Assessments of residential and workplace environmental microbiology exposure
Report from AIHce 2016
A Monday morning session at the AIHce studies the risks of microbiology exposure.Workers in many different jobs may be exposed to various infectious biological agents either intentionally or accidentally.
Work-related infectious disease is referred to as disease that is caused or aggravated by occupational exposure to biological agents including bacteria, fungi, viruses and parasites (helminths, protozoa) through human, animal and/or environmental contact. The risk of infection depends on the pathogenicity of the biological agent of occupational aetiology, worker susceptibility, dose required to initiate infection, the mode of transmission, route of entry into the body and the presence of reservoirs or vectors.
Although biological hazards in the work environments have been around for more than a century, several events in the past decade, such as severe acute respiratory syndrome (SARS) and the 2009 influenza A (H1N1) pandemic, have renewed concerns of workers safety.
During the past two decades, occupationally acquired hepatitis B, human immunodeficiency virus (HIV) infection, multidrug-resistant tuberculosis (MDR-TB) and viral haemorrhagic fevers, among others, have killed or debilitated thousands of workers, however the exact numbers of fatal infections is not known, according to NIOSH
Work-related infection has been reported in the literature as the third-leading cause of occupational disease. Globally, an estimated 320 000 workers die annually from infectious diseases caused by bacterial, viral, animal and insect related biological hazards. The rate of infection varies widely by occupational setting and group.
For example, healthcare workers (HCWs) who are most often at the frontline of outbreaks of emerging agents and infectious patients are more at risk. The World Health Organization estimates the global burden of diseases as a result of work exposure among this group to be 40% for Hepatitis B and C infections and 2.5% for HIV infections, with 90% of occupational exposures being in the developing countries.
Challenges to identifying work-related infections
Although some work-related infectious diseases occur almost exclusively in certain occupations others are less connected to the work environment. The interactions between the worker, biological agent and the environment are complex. The link between disease and work is often obscured by the lack of distinctive characteristics of work-related infectious diseases leading to missed diagnosis and under-reporting.
Diseases may also be missed as workers may not always have access to occupational healthcare; occupational health doctors may not have access to proper diagnostic tools; monitoring programs may not cover the entire workforce, or may be restricted to certain diseases; and some industries may prioritize food safety over occupational health issues.
In addition, the relatively long incubation period (several weeks) between exposure and onset of disease means that establishing a relation between infection and work may be problematic. Rare occupational infections may easily be missed unless there is a high index of suspicion combined with an understanding of infectious diseases. This is further compounded in diseases which can occur in both the work and non-work environments.
Contemporary and emerging issues
The resurgence of certain diseases and the emergence of new or previously unrecognized microorganisms is gaining momentum. In most situations, mixed exposures occur in the workplace, leading to difficulty in identifying the causative agent.Also, different occupational groups may have similar exposure patterns.
Overuse or misuse of antibiotics has resulted in certain microorganisms such as Methicillin-resistant Staphylococcus aureus developing resistance to some anti-microbial agents. This jeopardizes the containment of infection and treatment of the disease (e.g. multi and extreme drug resistant TB) which not only increases the incidence and severity of illness but also the health costs.
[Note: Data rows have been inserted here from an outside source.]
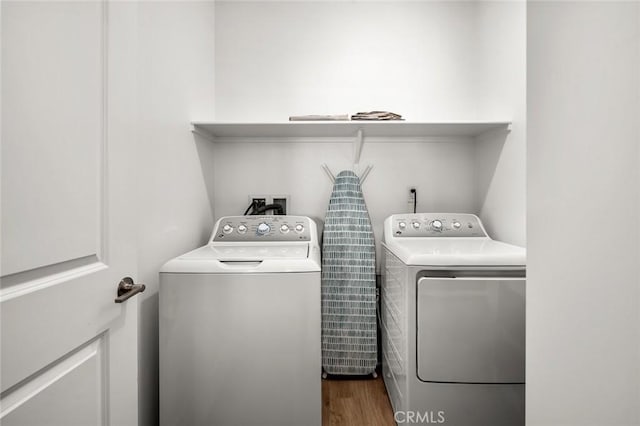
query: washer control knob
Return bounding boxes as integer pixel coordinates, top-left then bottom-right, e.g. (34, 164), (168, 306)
(257, 222), (271, 235)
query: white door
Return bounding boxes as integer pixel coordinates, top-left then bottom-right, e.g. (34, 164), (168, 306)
(0, 1), (138, 426)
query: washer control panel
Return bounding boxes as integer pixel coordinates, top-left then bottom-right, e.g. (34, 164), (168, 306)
(209, 216), (311, 243)
(391, 213), (487, 238)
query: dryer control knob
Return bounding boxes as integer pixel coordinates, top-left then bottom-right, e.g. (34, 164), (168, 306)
(258, 222), (271, 235)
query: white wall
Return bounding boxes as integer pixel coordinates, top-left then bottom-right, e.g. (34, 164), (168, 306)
(527, 2), (640, 426)
(214, 1), (525, 253)
(215, 1), (477, 121)
(135, 2), (214, 425)
(475, 1), (527, 246)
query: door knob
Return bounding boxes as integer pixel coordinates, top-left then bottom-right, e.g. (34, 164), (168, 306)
(115, 277), (146, 303)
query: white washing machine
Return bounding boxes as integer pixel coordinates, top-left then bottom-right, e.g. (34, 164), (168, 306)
(159, 216), (322, 426)
(381, 213), (526, 426)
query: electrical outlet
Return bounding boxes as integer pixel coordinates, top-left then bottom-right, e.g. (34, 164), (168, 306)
(407, 187), (417, 213)
(273, 196), (288, 214)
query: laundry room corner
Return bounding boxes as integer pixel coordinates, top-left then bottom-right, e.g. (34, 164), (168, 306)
(135, 2), (215, 426)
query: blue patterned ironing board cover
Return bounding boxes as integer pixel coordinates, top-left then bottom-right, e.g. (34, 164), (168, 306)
(322, 170), (378, 375)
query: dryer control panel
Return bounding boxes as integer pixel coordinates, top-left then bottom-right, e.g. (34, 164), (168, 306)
(391, 213), (487, 238)
(209, 216), (315, 243)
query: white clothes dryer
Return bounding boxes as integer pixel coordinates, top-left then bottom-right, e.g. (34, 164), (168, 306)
(381, 213), (526, 426)
(159, 216), (322, 426)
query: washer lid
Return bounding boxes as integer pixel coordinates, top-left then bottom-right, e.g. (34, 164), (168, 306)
(383, 238), (526, 266)
(160, 242), (320, 274)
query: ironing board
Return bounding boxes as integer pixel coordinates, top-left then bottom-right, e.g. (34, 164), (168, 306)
(321, 170), (378, 377)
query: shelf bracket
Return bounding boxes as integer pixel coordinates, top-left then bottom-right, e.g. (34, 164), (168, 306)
(353, 129), (364, 169)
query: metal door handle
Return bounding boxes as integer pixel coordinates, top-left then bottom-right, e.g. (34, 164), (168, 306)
(115, 277), (146, 303)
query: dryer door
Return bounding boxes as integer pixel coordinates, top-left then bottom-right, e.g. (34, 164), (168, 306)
(416, 270), (525, 383)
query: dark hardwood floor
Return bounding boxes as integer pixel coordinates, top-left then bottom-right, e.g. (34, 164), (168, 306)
(322, 376), (396, 426)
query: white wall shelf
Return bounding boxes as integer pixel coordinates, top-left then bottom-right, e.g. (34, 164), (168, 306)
(191, 121), (511, 164)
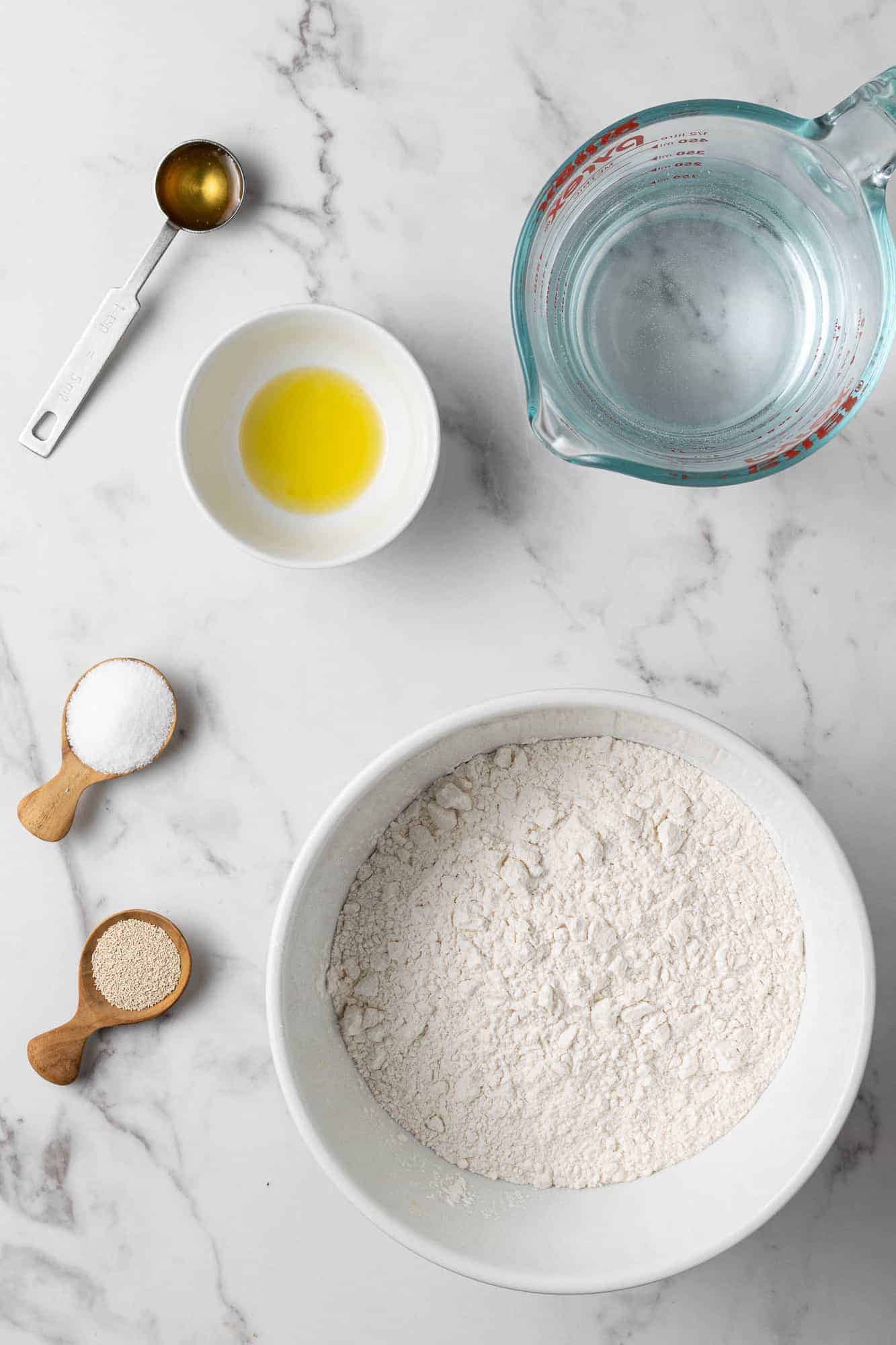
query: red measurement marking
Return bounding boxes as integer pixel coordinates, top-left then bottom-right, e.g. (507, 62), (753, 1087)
(747, 383), (862, 476)
(538, 117), (645, 211)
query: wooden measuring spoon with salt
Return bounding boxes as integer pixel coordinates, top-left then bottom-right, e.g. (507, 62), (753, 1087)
(28, 911), (192, 1084)
(17, 658), (177, 841)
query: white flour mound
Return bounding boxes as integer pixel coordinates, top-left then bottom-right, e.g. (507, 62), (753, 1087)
(327, 737), (805, 1188)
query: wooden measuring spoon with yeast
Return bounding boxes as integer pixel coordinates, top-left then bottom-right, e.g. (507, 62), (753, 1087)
(28, 911), (192, 1084)
(17, 658), (177, 841)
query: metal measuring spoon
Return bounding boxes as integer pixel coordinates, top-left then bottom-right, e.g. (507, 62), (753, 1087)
(19, 140), (245, 457)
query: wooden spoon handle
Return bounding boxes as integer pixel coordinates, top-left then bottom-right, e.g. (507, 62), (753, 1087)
(19, 752), (98, 841)
(28, 1014), (97, 1084)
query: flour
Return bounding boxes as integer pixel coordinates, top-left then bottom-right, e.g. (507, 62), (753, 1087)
(327, 737), (805, 1188)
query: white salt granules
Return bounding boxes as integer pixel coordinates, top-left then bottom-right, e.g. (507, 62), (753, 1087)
(66, 659), (176, 775)
(327, 737), (805, 1188)
(90, 920), (180, 1009)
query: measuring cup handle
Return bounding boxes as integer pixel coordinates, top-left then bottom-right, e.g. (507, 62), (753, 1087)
(815, 66), (896, 188)
(19, 219), (177, 457)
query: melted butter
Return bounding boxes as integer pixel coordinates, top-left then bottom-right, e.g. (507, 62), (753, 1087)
(239, 369), (383, 514)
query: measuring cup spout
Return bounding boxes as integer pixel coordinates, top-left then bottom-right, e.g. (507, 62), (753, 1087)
(815, 66), (896, 188)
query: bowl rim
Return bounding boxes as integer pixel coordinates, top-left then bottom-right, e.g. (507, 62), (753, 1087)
(265, 687), (874, 1294)
(175, 303), (441, 570)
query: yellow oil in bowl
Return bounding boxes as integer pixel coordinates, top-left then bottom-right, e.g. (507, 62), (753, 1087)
(239, 369), (383, 514)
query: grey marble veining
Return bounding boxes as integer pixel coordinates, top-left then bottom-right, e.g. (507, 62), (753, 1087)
(0, 0), (896, 1345)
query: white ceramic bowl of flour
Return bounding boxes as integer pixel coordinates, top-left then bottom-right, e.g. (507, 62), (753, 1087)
(268, 691), (874, 1293)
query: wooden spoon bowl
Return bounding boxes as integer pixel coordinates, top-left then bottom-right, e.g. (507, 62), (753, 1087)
(28, 911), (192, 1084)
(17, 656), (177, 841)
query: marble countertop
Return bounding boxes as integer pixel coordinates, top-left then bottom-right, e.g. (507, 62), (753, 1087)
(0, 0), (896, 1345)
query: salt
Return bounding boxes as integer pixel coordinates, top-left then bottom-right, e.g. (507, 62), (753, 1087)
(66, 659), (176, 775)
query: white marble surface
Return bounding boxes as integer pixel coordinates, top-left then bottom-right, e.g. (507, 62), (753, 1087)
(0, 0), (896, 1345)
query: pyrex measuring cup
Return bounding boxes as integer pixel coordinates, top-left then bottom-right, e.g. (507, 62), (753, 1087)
(512, 66), (896, 486)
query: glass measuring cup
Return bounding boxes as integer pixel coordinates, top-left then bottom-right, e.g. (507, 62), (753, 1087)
(512, 66), (896, 486)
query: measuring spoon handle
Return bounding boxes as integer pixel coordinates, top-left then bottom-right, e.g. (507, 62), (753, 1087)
(28, 1009), (99, 1084)
(17, 752), (104, 841)
(19, 219), (177, 457)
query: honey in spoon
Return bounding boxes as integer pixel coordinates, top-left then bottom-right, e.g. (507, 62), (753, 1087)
(156, 140), (243, 231)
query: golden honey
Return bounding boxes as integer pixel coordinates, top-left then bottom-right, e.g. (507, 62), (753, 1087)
(156, 141), (242, 229)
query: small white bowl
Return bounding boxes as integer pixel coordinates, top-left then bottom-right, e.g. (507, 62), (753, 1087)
(268, 691), (874, 1294)
(177, 304), (438, 569)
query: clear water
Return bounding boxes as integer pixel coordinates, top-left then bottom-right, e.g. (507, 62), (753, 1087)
(548, 160), (848, 452)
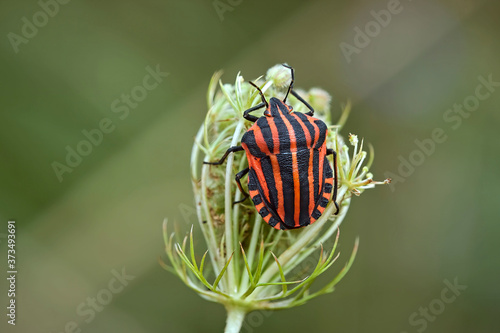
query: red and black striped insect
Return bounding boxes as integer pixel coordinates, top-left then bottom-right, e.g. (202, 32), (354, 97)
(204, 64), (339, 230)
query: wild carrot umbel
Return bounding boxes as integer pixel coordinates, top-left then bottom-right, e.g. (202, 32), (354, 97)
(161, 65), (389, 332)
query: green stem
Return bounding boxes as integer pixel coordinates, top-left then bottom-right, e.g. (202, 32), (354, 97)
(224, 307), (246, 333)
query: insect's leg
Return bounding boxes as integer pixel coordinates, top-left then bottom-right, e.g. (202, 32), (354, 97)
(203, 146), (243, 165)
(283, 64), (295, 103)
(290, 89), (314, 116)
(326, 148), (339, 215)
(233, 168), (250, 205)
(243, 102), (266, 122)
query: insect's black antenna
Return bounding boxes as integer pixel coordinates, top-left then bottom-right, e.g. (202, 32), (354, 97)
(248, 81), (269, 108)
(283, 64), (295, 103)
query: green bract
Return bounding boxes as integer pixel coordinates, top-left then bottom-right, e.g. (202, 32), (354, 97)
(162, 65), (389, 332)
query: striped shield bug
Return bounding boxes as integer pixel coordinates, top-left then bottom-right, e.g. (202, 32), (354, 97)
(204, 64), (339, 230)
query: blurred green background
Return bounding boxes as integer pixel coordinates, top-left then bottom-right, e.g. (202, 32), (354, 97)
(0, 0), (500, 333)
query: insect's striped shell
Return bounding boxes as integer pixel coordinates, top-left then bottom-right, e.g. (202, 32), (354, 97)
(241, 98), (333, 229)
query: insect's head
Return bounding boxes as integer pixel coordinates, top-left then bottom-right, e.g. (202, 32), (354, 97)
(250, 64), (294, 117)
(264, 97), (293, 117)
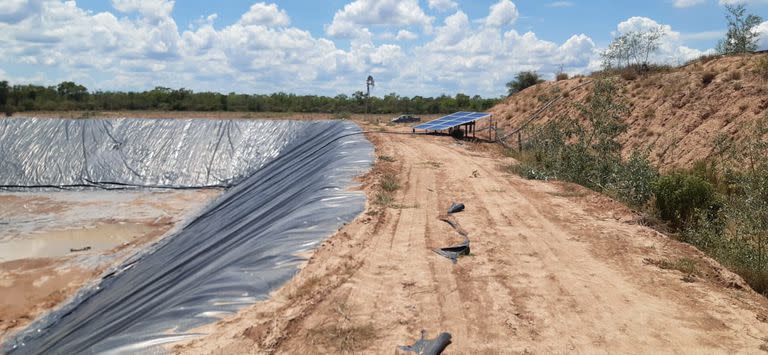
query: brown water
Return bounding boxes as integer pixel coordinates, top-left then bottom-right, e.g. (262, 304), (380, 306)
(0, 222), (158, 262)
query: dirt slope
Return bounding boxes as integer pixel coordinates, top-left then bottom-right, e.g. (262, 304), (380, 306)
(174, 127), (768, 354)
(491, 54), (768, 169)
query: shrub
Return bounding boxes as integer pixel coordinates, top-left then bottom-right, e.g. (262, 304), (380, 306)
(381, 173), (400, 192)
(653, 173), (719, 229)
(716, 4), (763, 54)
(701, 71), (717, 86)
(333, 111), (352, 120)
(614, 152), (659, 208)
(755, 56), (768, 80)
(507, 71), (544, 96)
(621, 67), (637, 81)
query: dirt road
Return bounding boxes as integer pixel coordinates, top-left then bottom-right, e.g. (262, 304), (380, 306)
(174, 129), (768, 354)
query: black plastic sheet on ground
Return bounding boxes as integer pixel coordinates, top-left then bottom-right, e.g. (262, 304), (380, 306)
(0, 120), (373, 354)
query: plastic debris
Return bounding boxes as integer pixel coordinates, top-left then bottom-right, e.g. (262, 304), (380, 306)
(0, 119), (373, 354)
(448, 202), (464, 214)
(434, 237), (469, 264)
(398, 330), (451, 355)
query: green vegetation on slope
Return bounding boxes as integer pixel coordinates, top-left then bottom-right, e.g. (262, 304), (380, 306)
(508, 79), (768, 294)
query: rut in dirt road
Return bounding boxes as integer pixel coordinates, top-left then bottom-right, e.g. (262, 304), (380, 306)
(172, 131), (768, 354)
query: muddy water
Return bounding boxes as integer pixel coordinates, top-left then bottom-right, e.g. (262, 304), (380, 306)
(0, 222), (156, 262)
(0, 190), (221, 336)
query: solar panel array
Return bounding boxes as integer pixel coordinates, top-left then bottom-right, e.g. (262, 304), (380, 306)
(413, 112), (491, 131)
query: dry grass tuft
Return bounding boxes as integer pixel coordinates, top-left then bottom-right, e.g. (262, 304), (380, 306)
(309, 302), (377, 353)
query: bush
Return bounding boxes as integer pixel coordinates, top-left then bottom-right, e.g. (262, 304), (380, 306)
(614, 152), (659, 208)
(755, 56), (768, 80)
(381, 173), (400, 192)
(701, 71), (717, 86)
(507, 71), (544, 96)
(333, 111), (352, 120)
(653, 173), (720, 229)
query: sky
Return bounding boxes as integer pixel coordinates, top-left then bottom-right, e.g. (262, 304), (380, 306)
(0, 0), (768, 97)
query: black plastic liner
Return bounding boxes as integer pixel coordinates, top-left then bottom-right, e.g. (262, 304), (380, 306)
(0, 120), (373, 354)
(398, 330), (451, 355)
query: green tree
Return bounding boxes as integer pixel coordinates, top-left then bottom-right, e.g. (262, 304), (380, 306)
(0, 80), (10, 108)
(507, 71), (544, 96)
(56, 81), (88, 101)
(717, 4), (763, 54)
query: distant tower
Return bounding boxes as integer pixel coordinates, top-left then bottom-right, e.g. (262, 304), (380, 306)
(365, 75), (376, 113)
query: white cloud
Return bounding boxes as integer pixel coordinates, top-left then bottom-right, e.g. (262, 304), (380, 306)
(674, 0), (707, 9)
(427, 0), (459, 12)
(0, 0), (732, 96)
(680, 31), (725, 41)
(238, 2), (291, 26)
(325, 0), (434, 38)
(112, 0), (174, 20)
(395, 30), (419, 41)
(485, 0), (519, 27)
(755, 21), (768, 50)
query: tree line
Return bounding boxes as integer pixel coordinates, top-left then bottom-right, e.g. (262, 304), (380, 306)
(0, 81), (500, 114)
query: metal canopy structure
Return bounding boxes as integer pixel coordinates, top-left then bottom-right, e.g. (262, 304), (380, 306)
(413, 112), (491, 131)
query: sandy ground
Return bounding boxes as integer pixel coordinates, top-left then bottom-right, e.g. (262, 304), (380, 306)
(0, 190), (220, 340)
(172, 129), (768, 354)
(492, 53), (768, 171)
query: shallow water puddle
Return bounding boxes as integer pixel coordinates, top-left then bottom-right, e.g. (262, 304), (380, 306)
(0, 222), (158, 262)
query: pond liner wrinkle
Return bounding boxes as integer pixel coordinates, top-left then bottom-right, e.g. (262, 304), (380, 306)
(0, 119), (374, 354)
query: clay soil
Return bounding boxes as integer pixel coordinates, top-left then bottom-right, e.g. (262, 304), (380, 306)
(172, 127), (768, 354)
(491, 53), (768, 170)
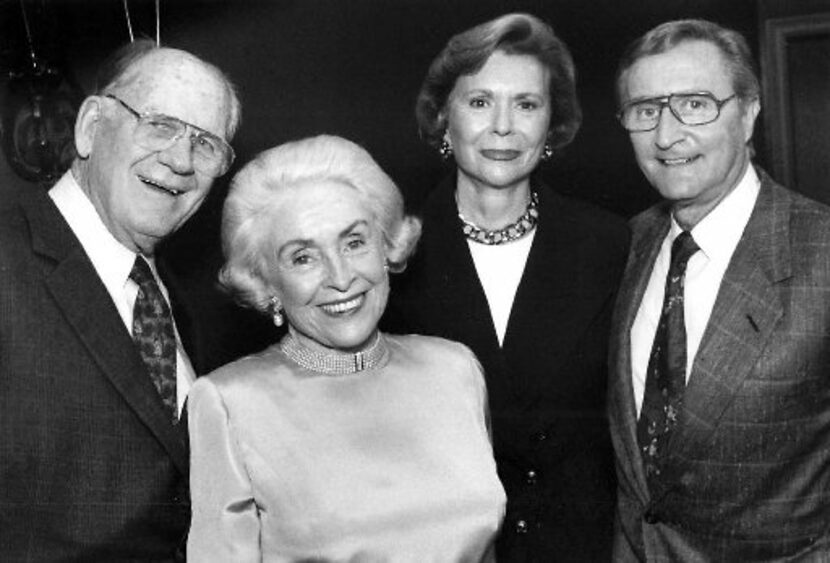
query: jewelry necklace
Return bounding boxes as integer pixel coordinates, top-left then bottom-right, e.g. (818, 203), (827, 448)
(280, 332), (389, 375)
(458, 192), (539, 245)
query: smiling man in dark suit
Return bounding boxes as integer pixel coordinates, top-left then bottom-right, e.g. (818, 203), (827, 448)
(0, 41), (240, 562)
(609, 20), (830, 561)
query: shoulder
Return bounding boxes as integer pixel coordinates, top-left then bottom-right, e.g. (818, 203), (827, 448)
(191, 344), (290, 400)
(385, 334), (478, 369)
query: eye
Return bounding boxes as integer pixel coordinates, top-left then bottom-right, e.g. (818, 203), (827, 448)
(518, 100), (539, 111)
(634, 104), (658, 119)
(144, 116), (181, 139)
(191, 135), (219, 156)
(291, 250), (315, 267)
(679, 95), (715, 113)
(346, 235), (366, 252)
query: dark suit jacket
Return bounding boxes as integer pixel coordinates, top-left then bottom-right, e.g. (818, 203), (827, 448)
(384, 182), (628, 563)
(0, 187), (272, 562)
(609, 167), (830, 561)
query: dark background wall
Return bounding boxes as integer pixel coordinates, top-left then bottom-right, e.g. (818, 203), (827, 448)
(0, 0), (758, 223)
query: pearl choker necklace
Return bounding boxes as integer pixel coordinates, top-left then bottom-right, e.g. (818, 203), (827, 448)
(458, 192), (539, 245)
(280, 333), (389, 375)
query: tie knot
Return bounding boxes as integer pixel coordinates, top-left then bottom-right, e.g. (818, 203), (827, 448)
(671, 231), (700, 270)
(130, 255), (156, 287)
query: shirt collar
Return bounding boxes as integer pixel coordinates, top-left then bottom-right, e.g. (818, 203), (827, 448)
(670, 165), (761, 260)
(49, 172), (149, 294)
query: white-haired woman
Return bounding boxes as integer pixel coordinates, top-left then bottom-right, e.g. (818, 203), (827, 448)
(188, 136), (505, 563)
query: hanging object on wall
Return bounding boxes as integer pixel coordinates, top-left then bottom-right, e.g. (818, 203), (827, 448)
(2, 0), (81, 185)
(123, 0), (161, 47)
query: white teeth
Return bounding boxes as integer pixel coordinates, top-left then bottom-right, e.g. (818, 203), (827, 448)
(662, 158), (694, 166)
(141, 178), (182, 196)
(322, 295), (363, 314)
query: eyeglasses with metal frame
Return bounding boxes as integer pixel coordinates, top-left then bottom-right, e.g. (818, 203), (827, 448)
(104, 94), (236, 178)
(617, 92), (738, 133)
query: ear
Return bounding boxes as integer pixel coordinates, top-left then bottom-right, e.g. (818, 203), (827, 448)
(742, 97), (761, 143)
(75, 96), (103, 158)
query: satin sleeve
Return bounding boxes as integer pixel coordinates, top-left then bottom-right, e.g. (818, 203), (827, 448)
(465, 346), (493, 446)
(187, 377), (262, 563)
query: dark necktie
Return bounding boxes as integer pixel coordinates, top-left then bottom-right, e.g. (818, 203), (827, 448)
(637, 231), (699, 480)
(130, 256), (177, 423)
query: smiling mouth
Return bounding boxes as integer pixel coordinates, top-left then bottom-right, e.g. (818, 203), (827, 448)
(138, 176), (184, 197)
(320, 293), (366, 316)
(481, 149), (521, 160)
(657, 156), (700, 166)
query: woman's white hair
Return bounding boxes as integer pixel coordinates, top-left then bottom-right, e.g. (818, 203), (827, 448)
(219, 135), (421, 311)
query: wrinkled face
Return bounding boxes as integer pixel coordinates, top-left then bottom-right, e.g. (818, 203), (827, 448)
(623, 41), (760, 228)
(444, 51), (551, 194)
(76, 49), (231, 254)
(271, 181), (389, 351)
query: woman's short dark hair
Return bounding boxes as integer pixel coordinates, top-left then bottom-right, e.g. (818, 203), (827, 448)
(415, 14), (582, 150)
(616, 19), (761, 108)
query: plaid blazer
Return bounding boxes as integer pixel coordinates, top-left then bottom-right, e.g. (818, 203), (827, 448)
(608, 170), (830, 561)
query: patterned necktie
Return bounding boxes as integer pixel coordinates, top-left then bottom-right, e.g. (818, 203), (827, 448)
(637, 231), (699, 480)
(130, 256), (178, 423)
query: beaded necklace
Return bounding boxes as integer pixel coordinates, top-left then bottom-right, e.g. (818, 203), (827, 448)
(280, 332), (389, 375)
(458, 192), (539, 245)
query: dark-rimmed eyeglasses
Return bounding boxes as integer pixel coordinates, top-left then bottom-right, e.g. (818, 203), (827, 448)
(617, 92), (737, 133)
(104, 94), (236, 178)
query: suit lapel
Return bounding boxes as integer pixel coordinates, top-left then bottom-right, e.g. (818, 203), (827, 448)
(669, 175), (791, 457)
(22, 194), (193, 475)
(609, 206), (670, 503)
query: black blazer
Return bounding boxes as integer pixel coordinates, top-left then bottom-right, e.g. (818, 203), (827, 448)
(384, 177), (628, 563)
(0, 190), (276, 563)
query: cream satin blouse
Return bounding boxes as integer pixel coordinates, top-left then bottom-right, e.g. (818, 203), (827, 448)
(188, 335), (505, 563)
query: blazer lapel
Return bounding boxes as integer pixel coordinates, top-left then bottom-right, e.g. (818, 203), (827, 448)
(22, 194), (193, 475)
(609, 206), (670, 503)
(669, 171), (791, 457)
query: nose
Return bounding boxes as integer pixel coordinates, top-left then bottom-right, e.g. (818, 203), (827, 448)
(326, 254), (354, 291)
(654, 106), (684, 150)
(493, 104), (513, 135)
(158, 134), (194, 176)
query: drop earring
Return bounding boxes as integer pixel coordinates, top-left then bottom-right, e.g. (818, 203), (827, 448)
(268, 295), (285, 328)
(542, 142), (553, 162)
(438, 140), (452, 160)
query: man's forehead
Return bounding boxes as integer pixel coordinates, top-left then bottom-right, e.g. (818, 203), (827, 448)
(127, 48), (219, 89)
(625, 40), (731, 94)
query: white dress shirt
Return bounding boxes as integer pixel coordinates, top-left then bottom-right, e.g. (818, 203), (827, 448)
(49, 172), (196, 414)
(631, 166), (760, 416)
(467, 229), (536, 345)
In addition, extreme weather patterns as a consequence of climate change may result in outbreaks of water-, mosquito- and rodent-borne diseases; posing a threat to emergency service and relief aid workers.
Work-related infectious diseases involve a broad spectrum of pathogenic agents across various occupational groups. It is known that workers die annually from occupationally acquired infections, however the mortality figures are mere estimates due to problems engendered by the lack of association between disease and workplace exposure.